Elles y sont recensées, notamment des centaines d’heures de cours en vidéo, diffusées par le programme Lumni. La formation continue aux outils numériques des enseignants est également renforcée et proposée dès la rentrée. Côté matériel, l’Éducation nationale s’engage sur l’équipement informatique des familles. Des ordinateurs et des tablettes ont été distribués pendant le confinement grâce aux collectivités territoriales, mais nous devons équiper tous les élèves qui en ont besoin. Le plan de relance peut être une piste.
et l’équipement des enseignant·es ? sans matériel professionnel en dehors des classes, certain·es n’ont pas pu dispenser de cours virtuels faute d’outils…
J.-M. B. : Les enseignants aussi doivent être équipés des outils numériques nécessaires pour poursuivre leur travail à distance. Cela fait partie des projets actuels.
toujours du côté des professeurs, se pose la question de la formation à l’enseignement par le numérique, qui existe très peu. Comptez-vous la développer ?
J.-M. B. : Pendant le confinement, nous avons constaté que les enseignants qui avaient l’habitude de pratiquer la classe inversée – c’est-à-dire de diffuser un cours en vidéo, puis de le mettre en pratique avec des exercices – étaient ceux qui s’étaient le mieux adaptés à l’enseignement à distance. Il faut donc renforcer la formation sur ces méthodes et sur le numérique éducatif. Il faut aussi que les enseignants aient les connaissances numériques de base. Dès la rentrée, le réseau Canopé doit proposer ainsi des formations sur les pratiques de l’enseignement à distance, dans le cadre de la formation continue.
Pensez-vous que l’enseignement à distance puisse être pérennisé au-delà des contextes de crise obligeant la fermeture des écoles ?
J.-M. B. : L’enseignement à distance ne va pas remplacer celui qui se fait en classe. Le confinement l’a montré, l’humain est central dans l’apprentissage. Les élèves ont besoin des enseignants à leurs côtés pour apprendre et progresser. Le numérique ne doit pas servir à remplacer l’humain, mais à le seconder ou à l’augmenter. Il permet bien sûr de nouvelles possibilités d’apprentissage et d’enseignement, il faut apprendre à en maîtriser les usages, mais la place de l’enseignant en présentiel est toujours aussi importante.
la question de la place des écrans interroge, voire inquiète. Quelle sera-t-elle dans l’école de demain ?
J.-M. B. : L’omniprésence des écrans pose effectivement la question de la consommation et de l’addiction. Mais le numérique, ce n’est pas que ça. La programmation et la robotique en font partie et ne nécessitent pas forcément d’écrans pour apprendre.

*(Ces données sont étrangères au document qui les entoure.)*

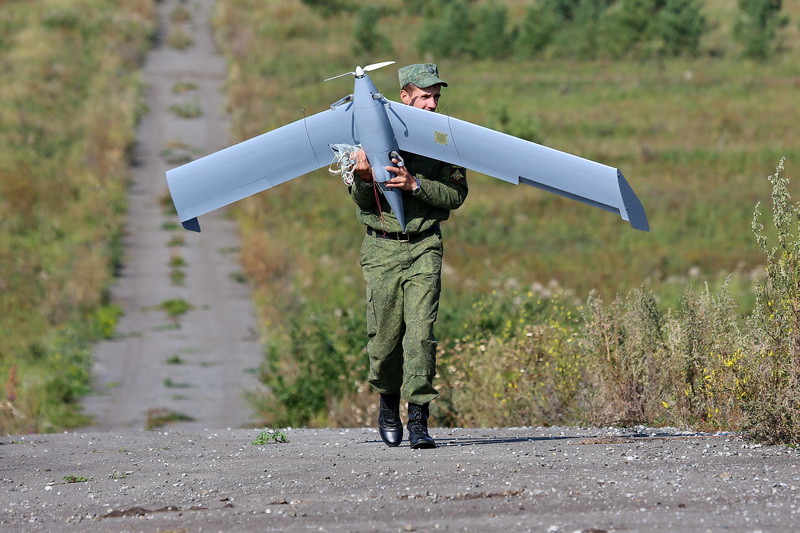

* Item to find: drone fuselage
[353,71,406,231]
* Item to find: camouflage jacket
[349,151,469,233]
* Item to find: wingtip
[617,170,650,231]
[181,217,200,233]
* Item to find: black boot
[408,403,436,449]
[378,392,403,446]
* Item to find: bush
[734,0,788,59]
[745,159,800,444]
[351,5,392,57]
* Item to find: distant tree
[302,0,354,17]
[417,0,474,57]
[554,0,613,59]
[734,0,788,59]
[656,0,707,57]
[514,2,564,58]
[602,0,666,57]
[470,2,511,59]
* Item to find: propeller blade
[364,61,395,72]
[322,72,356,81]
[322,61,396,81]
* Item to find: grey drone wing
[167,104,355,231]
[387,102,650,231]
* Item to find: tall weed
[745,159,800,443]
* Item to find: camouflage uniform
[350,152,468,405]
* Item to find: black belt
[367,223,439,242]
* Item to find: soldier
[349,63,468,448]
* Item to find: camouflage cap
[397,63,447,89]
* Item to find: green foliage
[656,0,707,57]
[351,5,392,57]
[261,309,367,425]
[470,2,511,59]
[158,298,194,318]
[734,0,789,59]
[62,474,90,483]
[424,0,707,59]
[438,291,584,426]
[746,160,800,444]
[0,0,153,433]
[513,3,562,59]
[252,429,289,446]
[302,0,353,17]
[417,0,474,57]
[212,0,800,440]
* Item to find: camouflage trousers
[361,231,442,405]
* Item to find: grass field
[0,0,152,433]
[212,0,800,434]
[0,0,800,431]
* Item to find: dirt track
[34,0,800,533]
[78,0,262,430]
[0,428,800,533]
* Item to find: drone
[166,61,650,232]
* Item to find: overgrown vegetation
[212,0,800,438]
[0,0,800,443]
[0,0,153,433]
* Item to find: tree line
[342,0,789,60]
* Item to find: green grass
[212,0,800,432]
[0,0,153,433]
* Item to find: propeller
[322,61,395,81]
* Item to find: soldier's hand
[384,159,417,191]
[350,150,375,183]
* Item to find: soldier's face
[400,85,442,111]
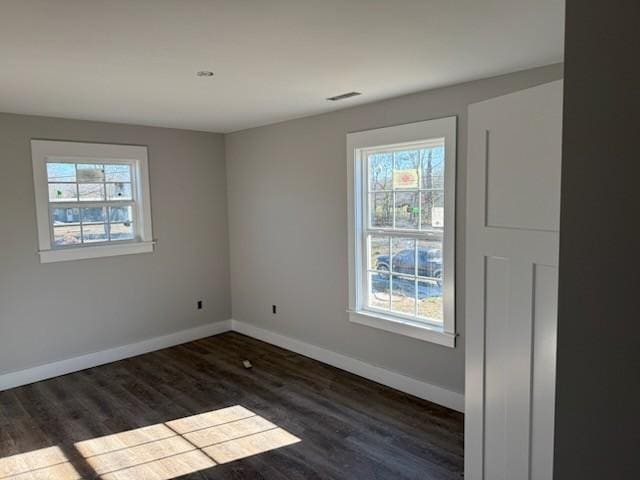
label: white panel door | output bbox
[465,81,562,480]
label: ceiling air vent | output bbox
[327,92,362,102]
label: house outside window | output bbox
[31,140,153,263]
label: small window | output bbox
[31,140,153,263]
[348,118,456,346]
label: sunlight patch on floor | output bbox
[0,405,300,480]
[0,446,82,480]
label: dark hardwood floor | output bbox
[0,333,463,480]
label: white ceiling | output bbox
[0,0,564,132]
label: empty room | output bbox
[0,0,640,480]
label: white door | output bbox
[465,81,562,480]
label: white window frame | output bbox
[347,117,457,348]
[31,140,154,263]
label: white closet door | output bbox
[465,81,562,480]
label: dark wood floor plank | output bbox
[0,332,463,480]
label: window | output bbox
[347,117,456,347]
[31,140,153,263]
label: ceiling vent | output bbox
[327,92,362,102]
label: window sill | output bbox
[349,310,456,348]
[38,242,155,263]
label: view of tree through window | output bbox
[365,140,445,323]
[47,162,135,246]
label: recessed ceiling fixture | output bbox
[327,92,362,102]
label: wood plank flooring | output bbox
[0,333,463,480]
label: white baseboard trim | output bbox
[231,320,464,412]
[0,320,464,412]
[0,320,231,391]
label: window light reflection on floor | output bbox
[0,405,300,480]
[0,447,82,480]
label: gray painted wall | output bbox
[0,114,231,374]
[554,0,640,480]
[225,65,562,393]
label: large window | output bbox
[348,117,456,346]
[32,140,153,262]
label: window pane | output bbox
[78,163,104,183]
[49,183,78,202]
[369,153,393,190]
[420,190,444,230]
[111,222,134,240]
[368,235,390,272]
[109,206,133,223]
[82,207,107,225]
[418,281,444,322]
[82,223,109,243]
[367,273,390,310]
[107,182,132,200]
[104,164,131,182]
[53,225,81,246]
[391,275,416,315]
[47,163,76,183]
[391,238,416,275]
[369,193,393,228]
[393,150,420,190]
[418,236,443,282]
[78,183,104,202]
[51,208,80,225]
[394,192,420,230]
[420,145,444,189]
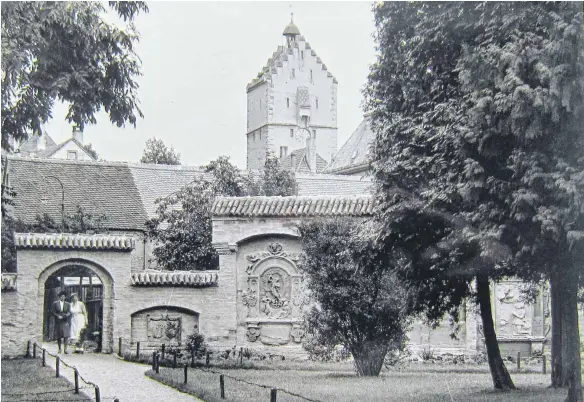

Quand des élèves de maternelle utilisent un robot, le programment et le font se déplacer dans l’espace, ils acquièrent énormément de notions, par le numérique. Ensuite, il est nécessaire que les élèves apprennent à maîtriser les usages de ce dernier. L’Éducation nationale a déjà franchi une étape très importante à ce sujet, car l’informatique est désormais une véritable discipline. Dans le cadre de la réforme du lycée, la spécialité « numérique et sciences informatiques » a été introduite pour former les élèves. Il y est autant question d’objets connectés ou de robots que de développements d’applications mobiles. Le pendant, c’est la création d’un Capes [certificat d’aptitude au professorat de l’enseignement du second degré] « numérique et sciences informatiques », dont la première session a lieu en 2020, pour dispenser une formation de qualité. Et, dans tous ces exemples sur l’éducation par et au numérique, la présence humaine est indispensable.
* Dossier spécial « Le regard des parents sur l’école à distance », mai 2020.